The owner property is what I was looking for. That worked.

Darren, I tried your other proposal, but the path returned was empty. The VI returned error 1004 "The VI is not in memory."

Darren
Proven Zealot
Proven Zealot
on

Weird, it works fine for me. With a diagram like this (the constant, control, and indicator are typedefs, and the subVI has a typedef terminal on its conpane):

1.png

, The following code gives back all the typedef paths:

2.png

vishots.com
Member
Member
on

See my edited comment: The VI returned error 1004 "The VI is not in memory."

Darren
Proven Zealot
Proven Zealot
on

Ah, it's probably a cross-context issue. LabVIEW keeps a cache of variant type information. Get Type Definition Path VI attempts to read the typedef info from the cache. If the info can't be found in the cache, it tries to open a reference to the typedef to read its path. But it only does that in the context that is running the Get Type Definition Path VI. Since you're doing cross-context stuff, that's probably why it's erroring out. So yeah, if your wire is sourced by a constant or a control terminal, your approach would work. But if your wire is sourced by a subVI terminal, you'd have to go a step deeper and get the indicator reference on the subVI panel and get the typedef info from its terminal. And if your wire is sourced by a primitive output, a tunnel output, etc., there really is no easy way... 😕

I should add an Application Reference input to Get Type Definition Path so you can optionally supply a reference to the app instance from which your data type originated. I'll look into doing that for LabVIEW 2017.

Darren
Proven Zealot
Proven Zealot
on

Here, see if this approach works for the 'Data Type' property of any terminal, regardless of source. This is along the lines of the internal change I'm thinking about making to Get Type Definition Path VI:

Untitled.png

vishots.com
Member
Member
on

That works. It simplifies the implementation a lot. The other approach forced me to go down a rabbit hole that was not fun.

vishots.com
Member
Member
on

So I'm done with my initial implementation and wanted to get some feedback from the community. Of course I just couldn't leave it to my initial request, so I added one or two more features into this plugin.

Here is what I got. Please give feedback on menu text wording\position and functionality.
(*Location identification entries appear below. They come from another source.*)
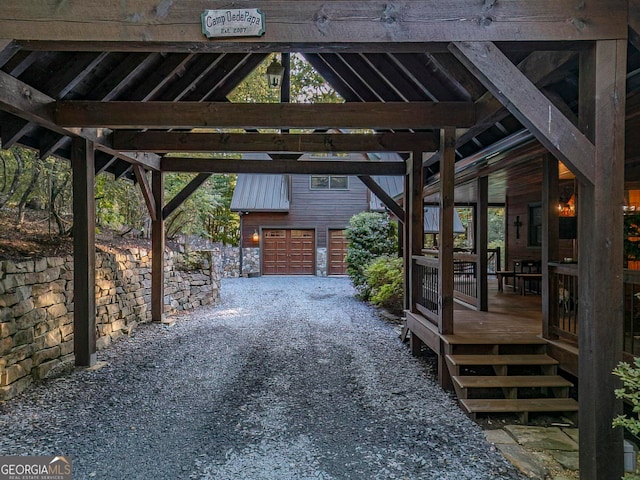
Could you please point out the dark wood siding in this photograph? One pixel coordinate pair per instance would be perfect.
(336, 252)
(519, 248)
(288, 252)
(318, 209)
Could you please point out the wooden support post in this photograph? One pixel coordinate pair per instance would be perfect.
(482, 221)
(445, 242)
(409, 300)
(157, 249)
(550, 237)
(415, 217)
(600, 227)
(84, 253)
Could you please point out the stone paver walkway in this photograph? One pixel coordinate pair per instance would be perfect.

One thing I forgot to show in the video is that when a normal wire is selected, all the items are still visible in the menu, but they are disabled.

Darren
Proven Zealot
Proven Zealot
on

Looks cool to me, I like the menu item names and positions in the list. Nice plugin!

vishots.com
Member
Member
on

One question I have is for the class definition actions. I'm using:

resource\Framework\Providers\LVClassLibrary\CLSUIP_GetAllClassesInThisClassesAppByName.vi

I use that and try to match the class filename from that array with the Data Type class filename.

There seems to be a bit of a delay caused by the time it takes to complete executing that VI. Is there a faster way?

Screen Shot 2016-09-23 at 9.48.07 PM.png

Darren
Proven Zealot
Proven Zealot
on

Yeah, there's a comment in that VI's diagram that indicates that it is slow...that VI uses the AllLibsInAppInstance property to get the names of all the libraries, then it uses the Get Ref By Qualified Name method to create a library method...apparently this approach is really slow.

One suggestion I have is to figure out which target in the project owns the app reference, then use Get All Descendents with a 'Type' input of 'LVClass' (or maybe it's 'LVClassLibrary'? Something like that) to get the classes in your target, then read their Path properties to find the match. I think that approach will execute more quickly than using the CLSUIP VI.